Since 2011, international space agencies, including NASA, have been relying on the Russian Soyuz spacecraft, created by the national space agency Roscosmos, to taxi astronauts to and from the ISS for cost reasons.
However, private companies such as SpaceX have now made it affordable for the likes of NASA to launch from home turf once again.
NASA believes the launch could mark a new era for spaceflight, with private companies now officially being able to launch astronauts.
Alongside an image of the landmark moment, NASA said: “A SpaceX Falcon 9 rocket carrying the company’s Crew Dragon spacecraft launched from Launch Complex 39A on NASA’s SpaceX Demo-2 mission to the International Space Station with NASA astronauts Robert Behnken and Douglas Hurley onboard, at 3:22 p.m. EDT on Saturday, May 30, 2020, at NASA’s Kennedy Space Center in Florida.

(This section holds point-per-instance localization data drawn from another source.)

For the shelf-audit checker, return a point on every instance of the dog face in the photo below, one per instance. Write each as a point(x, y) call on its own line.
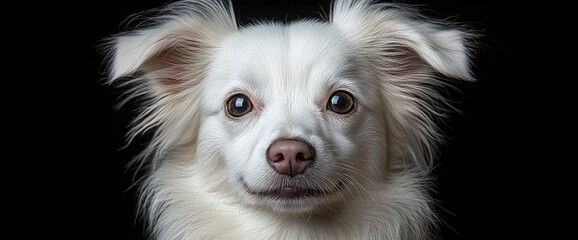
point(293, 116)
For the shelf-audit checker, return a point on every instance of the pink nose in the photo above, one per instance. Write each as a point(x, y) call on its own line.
point(290, 157)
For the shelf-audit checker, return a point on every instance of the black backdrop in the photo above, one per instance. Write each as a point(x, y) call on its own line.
point(490, 174)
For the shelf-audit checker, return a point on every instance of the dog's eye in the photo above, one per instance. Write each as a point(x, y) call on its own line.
point(341, 102)
point(239, 105)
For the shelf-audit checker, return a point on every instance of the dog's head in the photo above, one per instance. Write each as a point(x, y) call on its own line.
point(296, 116)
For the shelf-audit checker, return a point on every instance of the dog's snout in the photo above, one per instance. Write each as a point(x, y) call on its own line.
point(290, 157)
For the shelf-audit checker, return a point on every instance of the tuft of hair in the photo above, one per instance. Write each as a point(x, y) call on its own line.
point(416, 58)
point(161, 64)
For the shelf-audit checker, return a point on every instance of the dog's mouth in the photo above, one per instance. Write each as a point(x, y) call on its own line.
point(294, 191)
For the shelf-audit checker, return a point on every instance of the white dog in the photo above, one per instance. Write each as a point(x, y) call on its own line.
point(311, 129)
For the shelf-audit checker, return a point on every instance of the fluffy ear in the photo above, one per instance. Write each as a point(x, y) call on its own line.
point(412, 56)
point(175, 45)
point(164, 61)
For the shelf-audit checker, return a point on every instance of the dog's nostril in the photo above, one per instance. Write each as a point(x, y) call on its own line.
point(290, 157)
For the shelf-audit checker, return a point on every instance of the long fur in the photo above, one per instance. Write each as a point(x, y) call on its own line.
point(394, 60)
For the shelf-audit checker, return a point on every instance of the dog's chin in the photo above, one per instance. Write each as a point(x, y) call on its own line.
point(293, 199)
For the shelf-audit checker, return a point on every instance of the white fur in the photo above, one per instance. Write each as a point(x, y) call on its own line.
point(202, 164)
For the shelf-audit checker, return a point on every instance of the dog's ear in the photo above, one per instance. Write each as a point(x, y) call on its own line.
point(412, 56)
point(162, 63)
point(173, 48)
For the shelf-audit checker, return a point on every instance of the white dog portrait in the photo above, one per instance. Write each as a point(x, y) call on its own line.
point(310, 129)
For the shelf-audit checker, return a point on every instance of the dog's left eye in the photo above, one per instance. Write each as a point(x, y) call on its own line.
point(239, 105)
point(341, 102)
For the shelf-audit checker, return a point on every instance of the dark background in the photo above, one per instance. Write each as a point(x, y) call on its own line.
point(492, 174)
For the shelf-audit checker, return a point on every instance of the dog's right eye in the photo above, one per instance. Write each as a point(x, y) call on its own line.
point(239, 105)
point(341, 102)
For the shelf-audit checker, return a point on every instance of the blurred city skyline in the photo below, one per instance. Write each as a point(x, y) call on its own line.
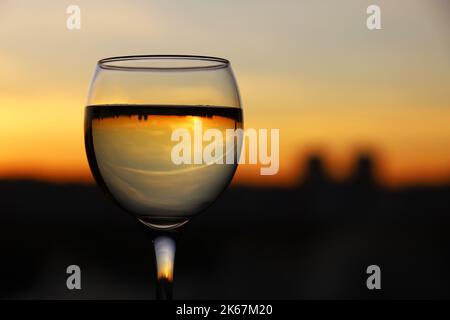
point(309, 68)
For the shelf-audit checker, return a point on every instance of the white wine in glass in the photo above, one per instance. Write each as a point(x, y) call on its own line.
point(134, 105)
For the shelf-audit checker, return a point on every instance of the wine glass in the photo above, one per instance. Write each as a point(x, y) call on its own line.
point(141, 111)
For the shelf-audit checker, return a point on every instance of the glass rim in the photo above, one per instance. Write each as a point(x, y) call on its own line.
point(170, 63)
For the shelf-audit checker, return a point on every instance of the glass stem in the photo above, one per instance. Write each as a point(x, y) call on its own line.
point(165, 245)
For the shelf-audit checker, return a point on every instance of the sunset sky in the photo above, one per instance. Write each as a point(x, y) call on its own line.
point(309, 68)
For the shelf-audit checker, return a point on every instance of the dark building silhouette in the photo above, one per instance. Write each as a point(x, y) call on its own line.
point(312, 241)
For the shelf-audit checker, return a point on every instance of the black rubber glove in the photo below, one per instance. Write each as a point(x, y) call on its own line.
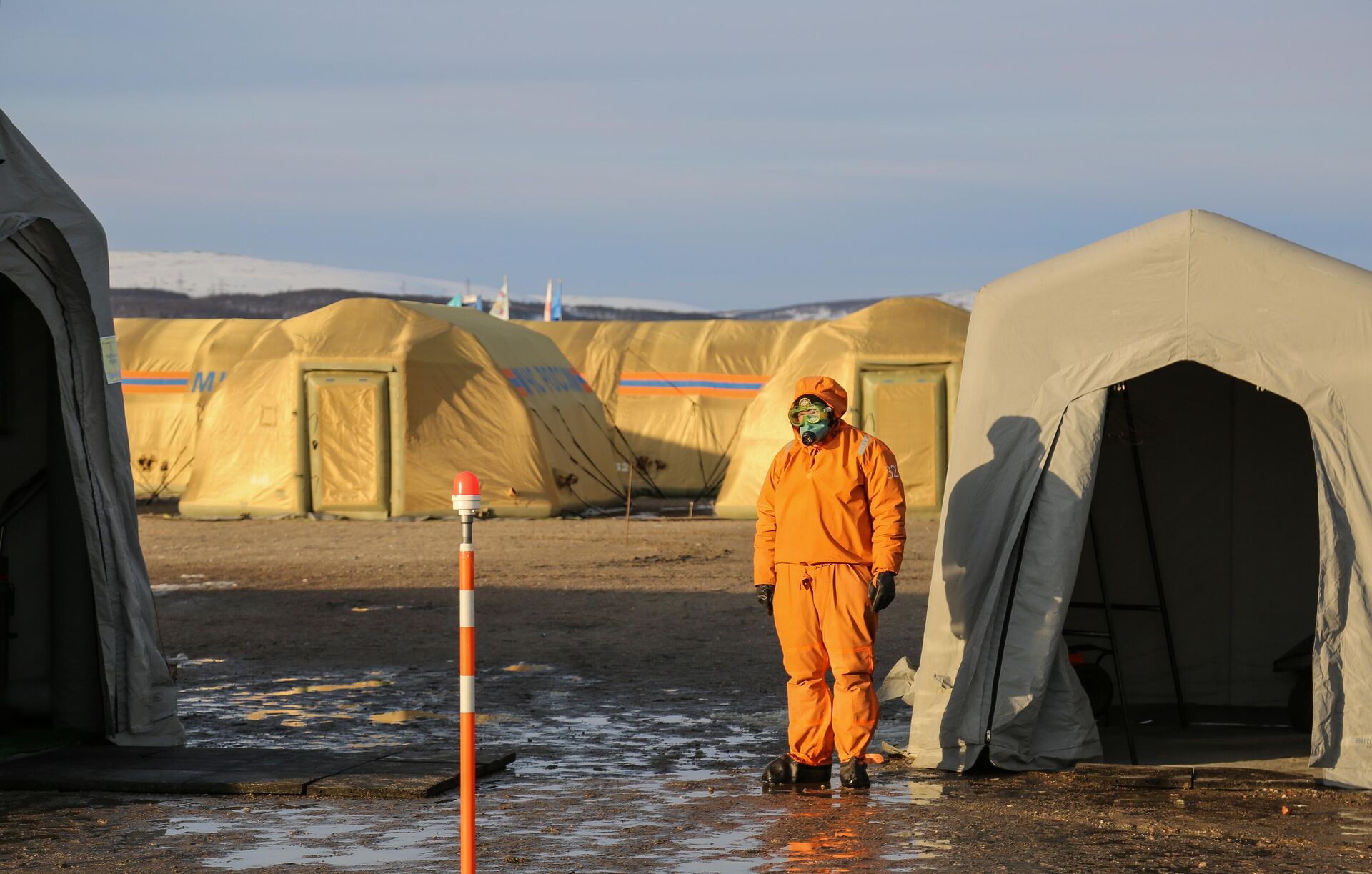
point(765, 595)
point(881, 590)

“The Demo-2 mission is the first launch with astronauts of the SpaceX Crew Dragon spacecraft and Falcon 9 rocket to the station as part of the agency’s Commercial Crew Program.
“The test flight serves as an end-to-end demonstration of SpaceX’s crew transportation system.
“A new era of human spaceflight is set to begin as American astronauts once again launch on an American rocket from American soil to low-Earth orbit for the first time since the conclusion of the Space Shuttle Program in 2011.”
Speaking to the men from mission control in Houston, Texas, NASA administrator Jim Bridenstine said: “The whole world saw this mission and we are so, so proud of everything you’ve done for our country and, in fact, to inspire the world.”
Other firms are also working on creating commercial space travel, such as Jeff Bezos’ Blue Origin and Richard Branson’s Virgin Galactic.
SpaceX has gone from strength to strength in its launch capabilities in Florida at the Kennedy Space Center and nearby Cape Canaveral Air Force Station, going from 11 rocket launches in 2019 to a proposed 38 in 2020.
However, the Elon Musk-backed firm has no plans to halt its progress and is aiming to launch 70 rockets from its Florida sites by 2023.
Missions will include launching the Falcon 9 and Falcon Heavy rockets, including upping the ante in getting 12,000 Starlink satellites into Earth’s orbit.